Manpage of ICONV_OPEN
#include <iconv.h> iconv_t iconv_open (const char* tocode, const char* fromcode);
The values permitted for fromcode and tocode and the supported combinations are system dependent. For the libiconv library, the following encodings are supported, in all combinations.
ASCII, ISO-8859-{1,2,3,4,5,7,9,10,13,14,15,16}, KOI8-R, KOI8-U, KOI8-RU, CP{1250,1251,1252,1253,1254,1257}, CP{850,866}, Mac{Roman,CentralEurope,Iceland,Croatian,Romania}, Mac{Cyrillic,Ukraine,Greek,Turkish}, Macintosh
ISO-8859-{6,8}, CP{1255,1256}, CP862, Mac{Hebrew,Arabic}
EUC-JP, SHIFT_JIS, CP932, ISO-2022-JP, ISO-2022-JP-2, ISO-2022-JP-1
EUC-CN, HZ, GBK, GB18030, EUC-TW, BIG5, CP950, BIG5-HKSCS, ISO-2022-CN, ISO-2022-CN-EXT
EUC-KR, CP949, ISO-2022-KR, JOHAB
ARMSCII-8
Georgian-Academy, Georgian-PS
KOI8-T
TIS-620, CP874, MacThai
MuleLao-1, CP1133
VISCII, TCVN, CP1258
HP-ROMAN8, NEXTSTEP
UTF-8
UCS-2, UCS-2BE, UCS-2LE
UCS-4, UCS-4BE, UCS-4LE
UTF-16, UTF-16BE, UTF-16LE
UTF-32, UTF-32BE, UTF-32LE
UTF-7
C99, JAVA
UCS-2-INTERNAL, UCS-4-INTERNAL
char, wchar_t
When configured with the option --enable-extra-encodings, it also provides support for a few extra encodings:
CP{437,737,775,852,853,855,857,858,860,861,863,865,869,1125}
CP864
EUC-JISX0213, Shift_JISX0213, ISO-2022-JP-3
TDS565
RISCOS-LATIN1
The empty encoding name "" is equivalent to "char": it denotes the locale dependent character encoding.
When the string "//TRANSLIT" is appended to tocode, transliteration is activated. This means that when a character cannot be represented in the target character set, it can be approximated through one or several similarly looking characters.
When the string "//IGNORE" is appended to tocode, characters that cannot be represented in the target character set will be silently discarded.
The resulting conversion descriptor can be used with iconv any number of times. It remains valid until deallocated using iconv_close.

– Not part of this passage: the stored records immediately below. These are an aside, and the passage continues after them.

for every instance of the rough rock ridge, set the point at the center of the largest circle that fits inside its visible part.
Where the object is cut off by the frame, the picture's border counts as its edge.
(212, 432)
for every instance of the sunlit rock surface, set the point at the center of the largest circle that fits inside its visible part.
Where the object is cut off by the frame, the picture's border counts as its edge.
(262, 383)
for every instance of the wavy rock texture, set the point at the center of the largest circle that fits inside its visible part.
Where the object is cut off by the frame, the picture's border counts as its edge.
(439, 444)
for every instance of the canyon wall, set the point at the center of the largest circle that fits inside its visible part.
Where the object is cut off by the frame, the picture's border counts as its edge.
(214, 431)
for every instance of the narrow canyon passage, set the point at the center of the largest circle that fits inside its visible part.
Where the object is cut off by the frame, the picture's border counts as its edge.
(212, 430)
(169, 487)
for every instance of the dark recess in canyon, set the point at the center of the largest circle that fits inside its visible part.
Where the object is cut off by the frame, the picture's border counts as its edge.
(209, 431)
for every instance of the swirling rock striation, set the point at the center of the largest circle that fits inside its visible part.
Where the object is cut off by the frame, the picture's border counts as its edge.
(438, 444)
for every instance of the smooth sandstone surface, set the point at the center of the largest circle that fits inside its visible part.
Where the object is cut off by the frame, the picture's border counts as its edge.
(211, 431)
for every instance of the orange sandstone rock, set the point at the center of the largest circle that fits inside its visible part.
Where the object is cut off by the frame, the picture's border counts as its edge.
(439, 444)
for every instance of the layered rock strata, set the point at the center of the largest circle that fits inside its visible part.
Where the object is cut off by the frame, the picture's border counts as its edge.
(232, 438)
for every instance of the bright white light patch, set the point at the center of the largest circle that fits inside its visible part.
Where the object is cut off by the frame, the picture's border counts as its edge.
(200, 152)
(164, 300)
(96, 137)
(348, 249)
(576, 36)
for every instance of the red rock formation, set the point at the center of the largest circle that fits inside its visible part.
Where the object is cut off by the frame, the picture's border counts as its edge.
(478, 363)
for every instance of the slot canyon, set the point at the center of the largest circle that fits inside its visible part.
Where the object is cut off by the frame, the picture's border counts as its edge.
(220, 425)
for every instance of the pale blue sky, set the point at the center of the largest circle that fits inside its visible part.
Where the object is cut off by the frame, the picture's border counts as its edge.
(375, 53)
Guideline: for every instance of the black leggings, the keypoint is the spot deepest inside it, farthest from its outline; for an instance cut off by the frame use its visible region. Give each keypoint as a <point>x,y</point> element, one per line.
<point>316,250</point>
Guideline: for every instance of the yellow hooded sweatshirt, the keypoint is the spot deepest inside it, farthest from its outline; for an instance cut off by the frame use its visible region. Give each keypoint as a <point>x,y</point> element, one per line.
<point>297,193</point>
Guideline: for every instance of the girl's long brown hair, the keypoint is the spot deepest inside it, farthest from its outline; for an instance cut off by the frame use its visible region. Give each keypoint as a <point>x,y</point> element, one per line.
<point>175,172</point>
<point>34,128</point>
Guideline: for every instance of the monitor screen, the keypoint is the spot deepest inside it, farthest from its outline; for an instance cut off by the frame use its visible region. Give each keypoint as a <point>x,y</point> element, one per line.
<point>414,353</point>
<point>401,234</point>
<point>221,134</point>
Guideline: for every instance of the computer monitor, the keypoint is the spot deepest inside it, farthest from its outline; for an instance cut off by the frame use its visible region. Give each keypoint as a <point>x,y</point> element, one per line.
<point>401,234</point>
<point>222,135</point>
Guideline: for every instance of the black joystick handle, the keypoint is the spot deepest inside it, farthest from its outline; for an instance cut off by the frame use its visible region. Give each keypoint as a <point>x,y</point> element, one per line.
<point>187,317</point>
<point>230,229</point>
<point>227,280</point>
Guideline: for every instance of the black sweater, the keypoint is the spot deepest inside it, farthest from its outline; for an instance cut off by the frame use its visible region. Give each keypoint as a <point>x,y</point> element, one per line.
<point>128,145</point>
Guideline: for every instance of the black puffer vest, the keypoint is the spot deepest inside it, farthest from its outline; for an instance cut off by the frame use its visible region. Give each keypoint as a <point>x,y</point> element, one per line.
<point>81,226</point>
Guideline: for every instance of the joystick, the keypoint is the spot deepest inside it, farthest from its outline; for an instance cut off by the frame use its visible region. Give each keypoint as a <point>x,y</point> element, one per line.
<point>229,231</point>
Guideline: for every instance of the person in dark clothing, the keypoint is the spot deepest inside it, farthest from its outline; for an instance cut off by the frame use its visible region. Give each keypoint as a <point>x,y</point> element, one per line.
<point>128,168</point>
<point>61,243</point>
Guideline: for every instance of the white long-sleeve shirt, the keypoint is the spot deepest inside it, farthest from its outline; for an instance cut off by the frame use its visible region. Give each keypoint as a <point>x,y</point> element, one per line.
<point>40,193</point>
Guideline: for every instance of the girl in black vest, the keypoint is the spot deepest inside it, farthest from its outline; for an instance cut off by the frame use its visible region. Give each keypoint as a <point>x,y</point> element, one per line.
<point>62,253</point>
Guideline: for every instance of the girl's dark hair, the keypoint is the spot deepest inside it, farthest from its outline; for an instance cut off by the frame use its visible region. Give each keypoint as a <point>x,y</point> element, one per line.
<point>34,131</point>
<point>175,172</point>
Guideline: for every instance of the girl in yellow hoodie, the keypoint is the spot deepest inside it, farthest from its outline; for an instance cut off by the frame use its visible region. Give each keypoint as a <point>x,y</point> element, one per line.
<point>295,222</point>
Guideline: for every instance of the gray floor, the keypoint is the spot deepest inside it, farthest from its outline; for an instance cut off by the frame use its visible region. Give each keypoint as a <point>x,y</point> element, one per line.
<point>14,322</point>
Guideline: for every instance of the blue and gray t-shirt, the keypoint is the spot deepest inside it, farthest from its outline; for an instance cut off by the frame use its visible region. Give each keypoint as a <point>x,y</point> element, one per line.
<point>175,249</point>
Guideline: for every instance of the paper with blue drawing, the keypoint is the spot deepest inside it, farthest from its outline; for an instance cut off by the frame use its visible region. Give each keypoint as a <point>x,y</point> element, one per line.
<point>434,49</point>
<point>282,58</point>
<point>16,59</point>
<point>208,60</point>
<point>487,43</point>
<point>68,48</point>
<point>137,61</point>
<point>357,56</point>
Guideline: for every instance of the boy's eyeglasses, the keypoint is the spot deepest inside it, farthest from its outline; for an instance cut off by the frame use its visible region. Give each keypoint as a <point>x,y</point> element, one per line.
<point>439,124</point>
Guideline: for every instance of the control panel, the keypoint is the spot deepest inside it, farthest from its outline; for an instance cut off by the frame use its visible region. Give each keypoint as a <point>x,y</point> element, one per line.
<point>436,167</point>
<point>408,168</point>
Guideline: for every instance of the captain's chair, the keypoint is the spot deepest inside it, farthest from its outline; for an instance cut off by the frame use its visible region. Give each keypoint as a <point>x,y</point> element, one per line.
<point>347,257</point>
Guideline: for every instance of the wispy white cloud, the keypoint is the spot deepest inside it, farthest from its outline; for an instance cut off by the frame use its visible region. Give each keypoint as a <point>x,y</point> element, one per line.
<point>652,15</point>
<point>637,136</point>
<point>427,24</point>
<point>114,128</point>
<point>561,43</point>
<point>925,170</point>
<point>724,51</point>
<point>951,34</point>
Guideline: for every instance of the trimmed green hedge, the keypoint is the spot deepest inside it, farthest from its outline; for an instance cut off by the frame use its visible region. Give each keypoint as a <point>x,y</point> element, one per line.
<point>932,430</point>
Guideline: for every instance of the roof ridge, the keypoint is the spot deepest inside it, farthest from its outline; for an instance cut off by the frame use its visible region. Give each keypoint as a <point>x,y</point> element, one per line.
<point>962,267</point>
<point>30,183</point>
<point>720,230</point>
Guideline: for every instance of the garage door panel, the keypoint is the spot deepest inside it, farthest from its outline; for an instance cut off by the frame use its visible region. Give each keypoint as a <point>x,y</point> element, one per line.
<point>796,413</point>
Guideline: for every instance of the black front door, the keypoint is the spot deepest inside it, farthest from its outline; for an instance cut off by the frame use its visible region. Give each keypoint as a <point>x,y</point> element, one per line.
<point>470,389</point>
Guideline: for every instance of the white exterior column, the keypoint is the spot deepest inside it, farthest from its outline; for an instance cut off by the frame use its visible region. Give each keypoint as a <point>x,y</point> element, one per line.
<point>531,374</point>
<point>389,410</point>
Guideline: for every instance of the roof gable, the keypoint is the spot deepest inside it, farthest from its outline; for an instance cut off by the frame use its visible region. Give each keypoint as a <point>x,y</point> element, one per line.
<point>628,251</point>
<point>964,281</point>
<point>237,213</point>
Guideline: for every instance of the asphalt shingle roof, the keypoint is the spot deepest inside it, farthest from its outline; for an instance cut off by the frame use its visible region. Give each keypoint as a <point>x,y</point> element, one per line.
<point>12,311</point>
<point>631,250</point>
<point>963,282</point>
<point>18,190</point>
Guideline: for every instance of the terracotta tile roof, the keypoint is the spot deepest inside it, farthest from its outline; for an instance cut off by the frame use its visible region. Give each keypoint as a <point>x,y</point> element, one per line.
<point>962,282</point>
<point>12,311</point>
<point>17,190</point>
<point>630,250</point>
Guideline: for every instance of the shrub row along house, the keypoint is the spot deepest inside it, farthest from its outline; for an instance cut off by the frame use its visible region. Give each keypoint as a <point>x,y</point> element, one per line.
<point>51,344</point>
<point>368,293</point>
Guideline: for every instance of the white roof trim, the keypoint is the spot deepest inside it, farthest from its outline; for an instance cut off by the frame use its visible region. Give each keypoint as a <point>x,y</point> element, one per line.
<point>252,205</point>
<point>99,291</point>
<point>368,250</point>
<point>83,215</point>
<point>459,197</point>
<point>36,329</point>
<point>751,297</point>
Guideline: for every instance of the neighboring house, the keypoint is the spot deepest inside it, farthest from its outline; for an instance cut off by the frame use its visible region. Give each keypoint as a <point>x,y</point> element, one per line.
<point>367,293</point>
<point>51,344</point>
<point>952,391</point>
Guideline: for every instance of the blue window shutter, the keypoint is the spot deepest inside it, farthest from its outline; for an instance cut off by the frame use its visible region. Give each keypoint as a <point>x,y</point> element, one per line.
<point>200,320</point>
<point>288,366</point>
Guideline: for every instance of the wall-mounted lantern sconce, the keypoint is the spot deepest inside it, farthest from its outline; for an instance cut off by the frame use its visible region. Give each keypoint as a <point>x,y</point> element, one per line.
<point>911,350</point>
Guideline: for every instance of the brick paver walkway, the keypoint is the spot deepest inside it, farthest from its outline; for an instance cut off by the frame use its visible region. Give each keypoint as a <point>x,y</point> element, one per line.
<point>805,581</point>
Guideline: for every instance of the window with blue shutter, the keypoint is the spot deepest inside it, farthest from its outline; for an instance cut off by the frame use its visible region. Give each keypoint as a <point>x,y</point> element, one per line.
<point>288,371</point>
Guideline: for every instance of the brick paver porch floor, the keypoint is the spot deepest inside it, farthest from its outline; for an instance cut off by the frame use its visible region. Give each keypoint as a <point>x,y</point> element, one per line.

A conversion descriptor contains a conversion state. After creation using iconv_open, the state is in the initial state. Using iconv modifies the descriptor's conversion state. (This implies that a conversion descriptor can not be used in multiple threads simultaneously.) To bring the state back to the initial state, use iconv with NULL as inbuf argument.